Part of the Tofua Volcanic Arc, HTHH is created by the Pacific Plate being pushed below the Indo-Australian Plate, causing heat and pressure and building a 100 kilometer volcano chain. The landscape is a dynamic one. In only 2015, two islands were joined by the volcano’s eruption and this second eruption destroyed that new island.
When HTHH erupted, an ash plume shot 58 kilometers into the sky, “It went halfway to space,” Scruggs said. As the steam rose into the air, ice crystals formed and like a biblical pillar of smoke, lighting surrounded the ash cloud. In fact, the scientists estimate that as much as 80 percent of all the earth’s lightning at the time was around the eruption.
Shockwaves traveled faster than predicted by models and caused tsunamis across the Pacific and farther afield. The shockwaves moved faster because the models are based on tsunamis caused by earthquakes, not volcanic eruptions.

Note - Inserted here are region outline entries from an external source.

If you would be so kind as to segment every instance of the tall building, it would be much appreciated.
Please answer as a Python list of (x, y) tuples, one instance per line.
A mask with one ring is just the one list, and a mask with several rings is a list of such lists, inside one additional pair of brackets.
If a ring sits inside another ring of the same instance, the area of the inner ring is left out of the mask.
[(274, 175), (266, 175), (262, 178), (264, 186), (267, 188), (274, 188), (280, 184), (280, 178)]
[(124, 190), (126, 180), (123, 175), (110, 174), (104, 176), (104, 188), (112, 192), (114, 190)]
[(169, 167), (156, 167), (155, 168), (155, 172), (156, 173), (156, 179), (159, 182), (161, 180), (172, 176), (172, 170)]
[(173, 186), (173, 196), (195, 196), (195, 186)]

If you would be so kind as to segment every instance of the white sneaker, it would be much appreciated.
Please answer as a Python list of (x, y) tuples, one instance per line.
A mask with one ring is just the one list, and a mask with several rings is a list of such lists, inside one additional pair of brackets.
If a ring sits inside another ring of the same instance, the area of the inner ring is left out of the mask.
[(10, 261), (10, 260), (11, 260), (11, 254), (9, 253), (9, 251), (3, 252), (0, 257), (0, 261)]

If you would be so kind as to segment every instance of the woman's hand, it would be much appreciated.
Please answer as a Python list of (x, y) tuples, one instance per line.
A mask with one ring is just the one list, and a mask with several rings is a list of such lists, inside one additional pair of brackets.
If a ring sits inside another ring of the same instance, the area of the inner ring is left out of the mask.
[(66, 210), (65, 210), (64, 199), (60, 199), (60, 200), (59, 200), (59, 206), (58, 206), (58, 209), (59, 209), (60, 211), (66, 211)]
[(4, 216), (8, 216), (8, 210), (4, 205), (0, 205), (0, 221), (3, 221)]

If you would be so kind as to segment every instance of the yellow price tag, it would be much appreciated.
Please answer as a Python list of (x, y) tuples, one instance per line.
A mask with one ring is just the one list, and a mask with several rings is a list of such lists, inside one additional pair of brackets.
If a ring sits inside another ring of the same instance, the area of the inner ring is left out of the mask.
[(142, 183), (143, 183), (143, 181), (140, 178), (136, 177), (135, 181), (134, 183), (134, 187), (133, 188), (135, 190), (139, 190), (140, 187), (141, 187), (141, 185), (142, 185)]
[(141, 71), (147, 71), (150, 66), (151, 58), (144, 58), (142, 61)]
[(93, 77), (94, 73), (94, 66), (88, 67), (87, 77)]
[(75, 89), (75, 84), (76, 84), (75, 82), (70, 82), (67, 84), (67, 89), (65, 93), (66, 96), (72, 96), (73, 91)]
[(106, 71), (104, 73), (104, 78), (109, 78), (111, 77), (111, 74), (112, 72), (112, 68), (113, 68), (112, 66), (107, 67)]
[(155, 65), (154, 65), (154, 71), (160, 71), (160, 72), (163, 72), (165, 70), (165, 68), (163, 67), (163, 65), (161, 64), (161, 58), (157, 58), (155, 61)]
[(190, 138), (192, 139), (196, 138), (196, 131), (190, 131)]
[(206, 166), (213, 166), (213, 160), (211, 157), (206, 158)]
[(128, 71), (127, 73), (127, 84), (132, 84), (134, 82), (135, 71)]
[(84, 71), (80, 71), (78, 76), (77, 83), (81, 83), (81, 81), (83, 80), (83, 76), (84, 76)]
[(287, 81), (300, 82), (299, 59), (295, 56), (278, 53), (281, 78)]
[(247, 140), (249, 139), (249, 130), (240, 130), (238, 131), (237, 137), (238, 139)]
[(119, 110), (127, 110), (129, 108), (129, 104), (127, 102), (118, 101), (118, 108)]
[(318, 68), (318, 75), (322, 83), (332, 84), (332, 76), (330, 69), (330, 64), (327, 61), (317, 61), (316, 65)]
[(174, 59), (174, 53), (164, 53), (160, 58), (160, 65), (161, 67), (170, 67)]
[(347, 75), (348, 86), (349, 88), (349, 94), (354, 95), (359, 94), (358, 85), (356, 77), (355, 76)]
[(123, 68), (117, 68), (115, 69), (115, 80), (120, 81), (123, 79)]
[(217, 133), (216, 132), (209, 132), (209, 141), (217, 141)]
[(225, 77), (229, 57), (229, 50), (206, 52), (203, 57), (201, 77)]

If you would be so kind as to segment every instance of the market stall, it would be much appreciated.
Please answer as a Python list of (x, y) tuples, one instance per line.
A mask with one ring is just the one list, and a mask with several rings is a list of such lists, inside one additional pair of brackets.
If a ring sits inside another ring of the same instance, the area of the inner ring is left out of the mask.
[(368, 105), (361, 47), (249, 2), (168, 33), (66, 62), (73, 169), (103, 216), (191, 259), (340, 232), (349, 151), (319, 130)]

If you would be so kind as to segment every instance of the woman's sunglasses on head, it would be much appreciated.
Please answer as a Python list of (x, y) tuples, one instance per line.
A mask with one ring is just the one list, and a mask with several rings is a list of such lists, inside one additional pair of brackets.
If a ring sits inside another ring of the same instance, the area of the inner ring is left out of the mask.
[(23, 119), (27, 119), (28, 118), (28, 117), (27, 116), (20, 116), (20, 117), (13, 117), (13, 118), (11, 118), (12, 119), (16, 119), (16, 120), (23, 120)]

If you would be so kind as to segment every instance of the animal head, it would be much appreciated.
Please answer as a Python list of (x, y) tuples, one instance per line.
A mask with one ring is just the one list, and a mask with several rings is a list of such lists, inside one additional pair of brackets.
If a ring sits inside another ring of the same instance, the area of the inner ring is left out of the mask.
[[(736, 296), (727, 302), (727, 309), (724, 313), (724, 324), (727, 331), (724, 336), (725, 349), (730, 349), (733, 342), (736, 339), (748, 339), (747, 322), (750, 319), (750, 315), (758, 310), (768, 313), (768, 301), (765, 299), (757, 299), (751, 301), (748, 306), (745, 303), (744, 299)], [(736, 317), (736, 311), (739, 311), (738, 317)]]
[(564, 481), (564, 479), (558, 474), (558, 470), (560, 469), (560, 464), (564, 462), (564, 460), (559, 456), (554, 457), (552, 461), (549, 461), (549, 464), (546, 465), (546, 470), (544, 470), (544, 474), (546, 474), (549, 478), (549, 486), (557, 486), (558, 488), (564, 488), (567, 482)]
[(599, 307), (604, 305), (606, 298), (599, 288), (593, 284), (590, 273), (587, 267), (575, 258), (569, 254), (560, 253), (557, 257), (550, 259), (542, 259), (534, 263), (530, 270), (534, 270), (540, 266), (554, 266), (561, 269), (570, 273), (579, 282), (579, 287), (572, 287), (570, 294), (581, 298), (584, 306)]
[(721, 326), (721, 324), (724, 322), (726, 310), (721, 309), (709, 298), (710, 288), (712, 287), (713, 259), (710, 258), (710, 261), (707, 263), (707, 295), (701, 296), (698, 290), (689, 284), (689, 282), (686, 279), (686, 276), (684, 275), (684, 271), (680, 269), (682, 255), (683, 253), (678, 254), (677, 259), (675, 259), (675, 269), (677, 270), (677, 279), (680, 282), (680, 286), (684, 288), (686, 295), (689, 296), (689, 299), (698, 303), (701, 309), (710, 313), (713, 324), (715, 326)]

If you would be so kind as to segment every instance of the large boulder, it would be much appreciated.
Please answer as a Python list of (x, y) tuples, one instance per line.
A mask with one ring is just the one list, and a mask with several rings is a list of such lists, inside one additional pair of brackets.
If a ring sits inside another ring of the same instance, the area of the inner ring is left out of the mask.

Atmospheric pressure waves seem to have caused a second meteo-tsunami in the Caribbean, which isn’t connected to the Pacific. This was something new for scientists, “Basically the whole ocean just kind of sloshed around for five days after the eruption,” Scruggs said.
So much happened that was unprecedented to science, and the researchers emphasize there’s still much to learn. A better understanding of this eruption may ultimately help improve early warning methods in the future.